The appeals ruling that Polis touted also made clear that Peters’ case was related to 2020. The ruling noted that Peters attended official meetings in 2021 “about alleged 2020 election fraud,” and that the evidence showed that she wanted to help Lindell’s allies “substantiate a theory of election fraud.”
“Her offense was not her belief, however misguided the trial court deemed it to be, in the existence of such election fraud; it was her deceitful actions in her attempt to gather evidence of such fraud,” the appeals panel wrote.
In response to CNN’s questions, Polis spokesman Eric Maruyama said in an email: “Peters’ criminal activity, for which she was correctly convicted, occurred in 2021, well after the 2020 election was certified. Whether the 2020 election or random conspiracy theories were an inspiration for her illegal actions, she was not accused of, or charged with, trying to manipulate the 2020 election process.”
Peters did not certify Biden’s win
Polis falsely claimed three times in the CNN interview that Peters, as county clerk, “certified” Biden’s victory in the 2020 election.
He said, “She was county clerk. She certified Biden won. Trump happened to win her county. It’s a conservative county.” He also said, “She certified President Biden won,” and that, “She did her job, she certified Biden won.”
This is false. There is no evidence that Peters ever certified Biden’s victory.
As Polis noted, Trump won Peters’ rural county. She was the Mesa County clerk, so she was responsible for certifying the results in her county, not for the entire state, which Biden carried. Peters did her job in 2020 and certified the county results. Trump beat Biden in Mesa County, 63% to 35%.
After Polis announced the commutation, Peters said in a statement that she was “sorry” for “the mistakes of the past,” when she “misled” state election officials. But Peters has never publicly acknowledged that Biden won in 2020, and her social media feed is filled with debunked voter-fraud claims.
Maruyama, the Polis spokesman, said Monday that “the votes for Biden and Trump” from Mesa County “were included in the statewide total and Biden won the state and its 9 electoral votes.” He added, “Biden won Colorado, and the results that Tina Peters certified were part of that final tally.”
Election equipment was tainted
Polis wrongly claimed Peters didn’t compromise anything in her office.
“Her crimes were entirely related to the 2021 municipal elections after ballots were counted.

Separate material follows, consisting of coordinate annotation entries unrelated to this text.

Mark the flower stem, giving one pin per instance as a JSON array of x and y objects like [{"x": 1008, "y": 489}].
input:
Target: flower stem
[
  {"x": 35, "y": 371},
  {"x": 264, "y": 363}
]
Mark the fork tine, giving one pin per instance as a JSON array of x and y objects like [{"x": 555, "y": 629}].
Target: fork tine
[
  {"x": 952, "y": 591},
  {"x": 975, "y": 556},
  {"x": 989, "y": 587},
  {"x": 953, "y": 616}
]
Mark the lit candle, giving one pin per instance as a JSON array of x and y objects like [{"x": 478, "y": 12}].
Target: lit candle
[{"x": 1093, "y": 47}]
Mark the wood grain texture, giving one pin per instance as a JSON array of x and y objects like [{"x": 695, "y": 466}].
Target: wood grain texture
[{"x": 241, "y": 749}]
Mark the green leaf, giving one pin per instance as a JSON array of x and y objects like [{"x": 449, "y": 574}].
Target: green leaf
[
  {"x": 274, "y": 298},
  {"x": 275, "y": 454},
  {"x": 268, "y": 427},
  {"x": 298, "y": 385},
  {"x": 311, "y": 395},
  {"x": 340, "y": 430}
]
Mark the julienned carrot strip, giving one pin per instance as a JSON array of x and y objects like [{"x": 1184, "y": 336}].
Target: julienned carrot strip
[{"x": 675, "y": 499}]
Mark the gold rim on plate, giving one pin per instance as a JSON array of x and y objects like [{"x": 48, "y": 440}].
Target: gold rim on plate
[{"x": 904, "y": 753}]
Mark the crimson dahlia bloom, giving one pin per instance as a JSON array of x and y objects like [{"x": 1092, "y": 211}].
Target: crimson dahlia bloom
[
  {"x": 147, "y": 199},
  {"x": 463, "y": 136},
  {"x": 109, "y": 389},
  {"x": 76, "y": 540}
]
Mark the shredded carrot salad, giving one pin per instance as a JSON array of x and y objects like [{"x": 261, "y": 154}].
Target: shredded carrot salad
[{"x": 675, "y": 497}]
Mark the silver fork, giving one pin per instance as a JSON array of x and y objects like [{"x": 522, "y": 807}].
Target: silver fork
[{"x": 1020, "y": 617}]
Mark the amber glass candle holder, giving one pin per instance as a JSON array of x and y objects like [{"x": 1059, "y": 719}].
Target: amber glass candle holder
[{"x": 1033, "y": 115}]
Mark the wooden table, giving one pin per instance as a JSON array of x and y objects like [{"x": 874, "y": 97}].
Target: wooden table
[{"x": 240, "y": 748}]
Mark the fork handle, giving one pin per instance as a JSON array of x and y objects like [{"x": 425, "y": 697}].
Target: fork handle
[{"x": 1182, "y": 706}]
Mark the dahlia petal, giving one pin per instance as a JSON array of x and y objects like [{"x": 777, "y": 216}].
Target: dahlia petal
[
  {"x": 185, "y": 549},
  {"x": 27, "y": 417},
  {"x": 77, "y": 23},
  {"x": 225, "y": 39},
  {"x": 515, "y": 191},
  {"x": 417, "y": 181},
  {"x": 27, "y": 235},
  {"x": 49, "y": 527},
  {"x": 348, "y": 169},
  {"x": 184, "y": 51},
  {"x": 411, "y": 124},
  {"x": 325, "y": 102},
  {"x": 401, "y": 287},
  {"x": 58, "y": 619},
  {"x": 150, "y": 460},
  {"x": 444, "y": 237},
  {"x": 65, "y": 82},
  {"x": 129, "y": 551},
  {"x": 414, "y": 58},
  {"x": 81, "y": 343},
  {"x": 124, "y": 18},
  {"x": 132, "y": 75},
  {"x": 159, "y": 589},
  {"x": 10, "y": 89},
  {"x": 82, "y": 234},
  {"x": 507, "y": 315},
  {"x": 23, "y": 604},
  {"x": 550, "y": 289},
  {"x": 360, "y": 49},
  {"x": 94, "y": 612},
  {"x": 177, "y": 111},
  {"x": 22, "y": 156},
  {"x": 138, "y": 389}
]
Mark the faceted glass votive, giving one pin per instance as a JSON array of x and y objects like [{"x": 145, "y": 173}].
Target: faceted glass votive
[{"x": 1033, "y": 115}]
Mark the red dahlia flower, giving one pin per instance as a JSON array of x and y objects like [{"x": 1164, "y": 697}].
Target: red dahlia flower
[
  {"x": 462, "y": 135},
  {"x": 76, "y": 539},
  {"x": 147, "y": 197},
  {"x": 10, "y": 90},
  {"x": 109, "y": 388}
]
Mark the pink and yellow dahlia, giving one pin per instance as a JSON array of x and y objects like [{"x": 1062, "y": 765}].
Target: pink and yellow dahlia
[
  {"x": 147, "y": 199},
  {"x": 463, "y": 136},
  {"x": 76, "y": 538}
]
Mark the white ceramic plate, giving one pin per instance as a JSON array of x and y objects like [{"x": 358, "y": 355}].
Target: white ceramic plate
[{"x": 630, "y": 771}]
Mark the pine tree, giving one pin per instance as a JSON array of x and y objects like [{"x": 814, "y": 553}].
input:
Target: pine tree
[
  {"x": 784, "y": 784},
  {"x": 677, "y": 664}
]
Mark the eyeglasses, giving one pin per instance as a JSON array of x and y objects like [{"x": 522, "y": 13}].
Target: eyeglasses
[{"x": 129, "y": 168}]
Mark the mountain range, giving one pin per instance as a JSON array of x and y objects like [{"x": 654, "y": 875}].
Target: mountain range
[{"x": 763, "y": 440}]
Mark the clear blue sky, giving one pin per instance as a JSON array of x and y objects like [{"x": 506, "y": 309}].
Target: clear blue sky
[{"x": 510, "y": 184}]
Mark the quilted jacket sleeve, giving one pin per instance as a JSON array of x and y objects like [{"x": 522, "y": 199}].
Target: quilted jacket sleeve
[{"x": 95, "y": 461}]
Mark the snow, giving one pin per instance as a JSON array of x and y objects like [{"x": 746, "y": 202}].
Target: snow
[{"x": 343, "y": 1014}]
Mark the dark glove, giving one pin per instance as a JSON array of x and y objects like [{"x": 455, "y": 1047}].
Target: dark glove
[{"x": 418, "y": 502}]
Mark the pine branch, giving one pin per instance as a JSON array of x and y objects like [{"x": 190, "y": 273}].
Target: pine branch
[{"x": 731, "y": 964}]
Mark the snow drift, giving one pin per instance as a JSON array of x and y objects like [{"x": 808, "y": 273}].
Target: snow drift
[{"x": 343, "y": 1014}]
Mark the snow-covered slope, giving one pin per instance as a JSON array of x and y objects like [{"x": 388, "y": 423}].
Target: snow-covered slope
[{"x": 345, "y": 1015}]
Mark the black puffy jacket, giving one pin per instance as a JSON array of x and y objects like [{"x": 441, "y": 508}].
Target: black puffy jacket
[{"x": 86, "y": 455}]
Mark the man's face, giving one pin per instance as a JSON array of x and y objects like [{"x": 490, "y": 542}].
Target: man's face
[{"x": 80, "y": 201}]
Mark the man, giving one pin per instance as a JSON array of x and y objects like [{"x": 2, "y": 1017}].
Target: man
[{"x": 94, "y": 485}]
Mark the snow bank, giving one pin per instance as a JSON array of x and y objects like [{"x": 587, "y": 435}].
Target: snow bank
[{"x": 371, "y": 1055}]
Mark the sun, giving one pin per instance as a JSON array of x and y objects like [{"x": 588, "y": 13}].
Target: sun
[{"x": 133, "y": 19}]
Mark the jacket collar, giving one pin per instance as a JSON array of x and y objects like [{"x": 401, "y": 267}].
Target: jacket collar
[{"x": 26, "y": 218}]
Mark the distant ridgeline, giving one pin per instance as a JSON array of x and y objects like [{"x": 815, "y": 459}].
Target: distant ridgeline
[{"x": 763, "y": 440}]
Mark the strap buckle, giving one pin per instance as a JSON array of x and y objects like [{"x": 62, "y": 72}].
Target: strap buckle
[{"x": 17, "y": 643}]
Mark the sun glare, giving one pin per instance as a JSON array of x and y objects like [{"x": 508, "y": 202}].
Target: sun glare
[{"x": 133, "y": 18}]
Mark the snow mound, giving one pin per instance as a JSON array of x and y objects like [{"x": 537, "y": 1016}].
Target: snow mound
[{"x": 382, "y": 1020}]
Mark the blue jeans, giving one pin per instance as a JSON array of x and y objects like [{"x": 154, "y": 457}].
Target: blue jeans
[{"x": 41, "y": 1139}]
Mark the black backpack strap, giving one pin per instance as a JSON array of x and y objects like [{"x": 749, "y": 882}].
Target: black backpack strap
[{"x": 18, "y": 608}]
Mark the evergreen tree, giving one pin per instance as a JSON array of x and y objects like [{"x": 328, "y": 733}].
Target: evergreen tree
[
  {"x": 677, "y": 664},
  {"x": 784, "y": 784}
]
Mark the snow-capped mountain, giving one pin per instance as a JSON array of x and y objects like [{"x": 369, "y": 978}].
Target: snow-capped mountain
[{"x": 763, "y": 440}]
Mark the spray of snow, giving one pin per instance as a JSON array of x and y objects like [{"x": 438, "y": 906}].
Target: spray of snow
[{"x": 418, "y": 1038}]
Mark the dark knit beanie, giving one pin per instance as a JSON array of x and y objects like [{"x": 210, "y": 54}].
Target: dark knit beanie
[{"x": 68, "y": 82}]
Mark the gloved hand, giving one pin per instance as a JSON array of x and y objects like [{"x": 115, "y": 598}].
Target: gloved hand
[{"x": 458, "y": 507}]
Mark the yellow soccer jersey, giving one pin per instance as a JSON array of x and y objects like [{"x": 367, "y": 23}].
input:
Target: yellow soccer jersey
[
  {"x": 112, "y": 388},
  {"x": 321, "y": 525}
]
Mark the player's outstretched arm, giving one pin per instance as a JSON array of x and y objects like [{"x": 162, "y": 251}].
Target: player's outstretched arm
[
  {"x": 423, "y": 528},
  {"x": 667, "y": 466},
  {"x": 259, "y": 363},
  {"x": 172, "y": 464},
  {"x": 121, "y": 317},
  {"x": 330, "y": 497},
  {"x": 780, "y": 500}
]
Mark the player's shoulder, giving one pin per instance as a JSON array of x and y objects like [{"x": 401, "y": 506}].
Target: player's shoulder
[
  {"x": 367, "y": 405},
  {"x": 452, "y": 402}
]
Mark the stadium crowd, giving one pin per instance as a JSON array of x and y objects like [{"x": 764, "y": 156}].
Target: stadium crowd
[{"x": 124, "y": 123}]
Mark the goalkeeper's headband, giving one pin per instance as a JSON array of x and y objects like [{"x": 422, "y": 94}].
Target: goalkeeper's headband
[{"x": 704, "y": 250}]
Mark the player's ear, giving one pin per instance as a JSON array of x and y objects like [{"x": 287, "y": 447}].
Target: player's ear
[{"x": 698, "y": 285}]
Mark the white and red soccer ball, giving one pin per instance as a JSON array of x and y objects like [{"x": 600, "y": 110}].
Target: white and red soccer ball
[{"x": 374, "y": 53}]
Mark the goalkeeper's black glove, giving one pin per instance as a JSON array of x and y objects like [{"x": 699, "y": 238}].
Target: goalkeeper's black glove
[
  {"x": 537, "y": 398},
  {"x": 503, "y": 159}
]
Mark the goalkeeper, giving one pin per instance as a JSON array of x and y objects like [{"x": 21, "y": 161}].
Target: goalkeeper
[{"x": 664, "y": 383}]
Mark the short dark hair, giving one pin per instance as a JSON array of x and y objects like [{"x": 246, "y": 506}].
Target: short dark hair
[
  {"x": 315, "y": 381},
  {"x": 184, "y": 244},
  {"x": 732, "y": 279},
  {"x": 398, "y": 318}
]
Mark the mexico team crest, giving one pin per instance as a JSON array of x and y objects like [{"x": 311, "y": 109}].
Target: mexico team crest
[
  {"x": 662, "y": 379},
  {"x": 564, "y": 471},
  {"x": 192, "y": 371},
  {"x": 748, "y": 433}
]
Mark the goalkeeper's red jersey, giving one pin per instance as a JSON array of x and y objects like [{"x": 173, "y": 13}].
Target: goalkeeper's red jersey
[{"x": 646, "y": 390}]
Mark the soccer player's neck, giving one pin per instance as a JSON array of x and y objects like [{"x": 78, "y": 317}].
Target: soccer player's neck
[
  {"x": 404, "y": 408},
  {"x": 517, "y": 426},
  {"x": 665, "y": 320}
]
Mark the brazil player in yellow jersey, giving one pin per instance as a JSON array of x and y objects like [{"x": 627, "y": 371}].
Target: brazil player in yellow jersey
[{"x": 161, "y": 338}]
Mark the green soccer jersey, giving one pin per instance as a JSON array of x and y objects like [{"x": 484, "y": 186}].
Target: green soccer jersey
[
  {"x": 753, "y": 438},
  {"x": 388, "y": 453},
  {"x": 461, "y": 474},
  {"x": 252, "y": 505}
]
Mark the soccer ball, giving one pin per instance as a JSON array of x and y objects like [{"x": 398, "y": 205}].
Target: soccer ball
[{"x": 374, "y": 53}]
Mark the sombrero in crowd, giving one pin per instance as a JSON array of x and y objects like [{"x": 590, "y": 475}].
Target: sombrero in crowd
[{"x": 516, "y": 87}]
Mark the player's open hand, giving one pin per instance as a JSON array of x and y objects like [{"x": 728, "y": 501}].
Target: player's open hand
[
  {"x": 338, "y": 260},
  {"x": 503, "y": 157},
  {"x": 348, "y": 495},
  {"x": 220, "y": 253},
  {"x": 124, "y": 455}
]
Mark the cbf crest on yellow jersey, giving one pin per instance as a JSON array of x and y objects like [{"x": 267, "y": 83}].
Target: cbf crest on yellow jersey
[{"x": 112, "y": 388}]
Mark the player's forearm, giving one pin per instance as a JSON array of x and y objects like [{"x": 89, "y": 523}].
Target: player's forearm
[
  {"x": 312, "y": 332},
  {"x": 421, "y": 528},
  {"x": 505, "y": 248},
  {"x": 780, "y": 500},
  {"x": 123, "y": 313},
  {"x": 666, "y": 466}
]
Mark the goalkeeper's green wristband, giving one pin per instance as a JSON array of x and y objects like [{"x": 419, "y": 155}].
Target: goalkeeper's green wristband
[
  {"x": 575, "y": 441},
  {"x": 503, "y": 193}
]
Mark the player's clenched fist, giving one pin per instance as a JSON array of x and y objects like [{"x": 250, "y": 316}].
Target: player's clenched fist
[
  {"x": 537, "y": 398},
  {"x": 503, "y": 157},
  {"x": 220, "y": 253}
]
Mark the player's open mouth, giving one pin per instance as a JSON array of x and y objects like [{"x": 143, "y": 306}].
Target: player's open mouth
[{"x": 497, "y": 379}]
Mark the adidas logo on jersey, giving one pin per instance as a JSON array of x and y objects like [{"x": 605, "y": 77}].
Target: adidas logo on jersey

Nothing was compromised,” Polis said Friday.
Rubinstein, the Mesa County prosecutor, told CNN that Peters’ actions in 2021 “100% compromised the equipment.” And Colorado election officials have said, for years, that the systems were tainted and couldn’t be used again.
Colorado Secretary of State Jena Griswold said in a 2022 press release that “Voting equipment was compromised and election rules violated.”
The announcement also said that Griswold “decertified the election equipment in Mesa County.” (Griswold, a Democrat who is running for attorney general, has vocally condemned Polis for releasing Peters.)
An election official testified at Peters’ sentencing hearing in 2024 that Mesa County had to buy new equipment and spent more than $1 million in taxpayer funds “to purchase, test, and retest systems that she undermined.”
Maruyama told CNN on Monday that the governor “was referring to election results by choosing to use the word ‘compromised’” in his Friday interview.
“She did not actively interfere in the outcome of the 2020 or 2021 election and no election results were compromised,” Maruyama said. “Her actions triggered the county replacing election equipment to preserve election integrity and had other costs, which is a big part of why the Governor felt a tough sentence of four and a half years in prison was appropriate.”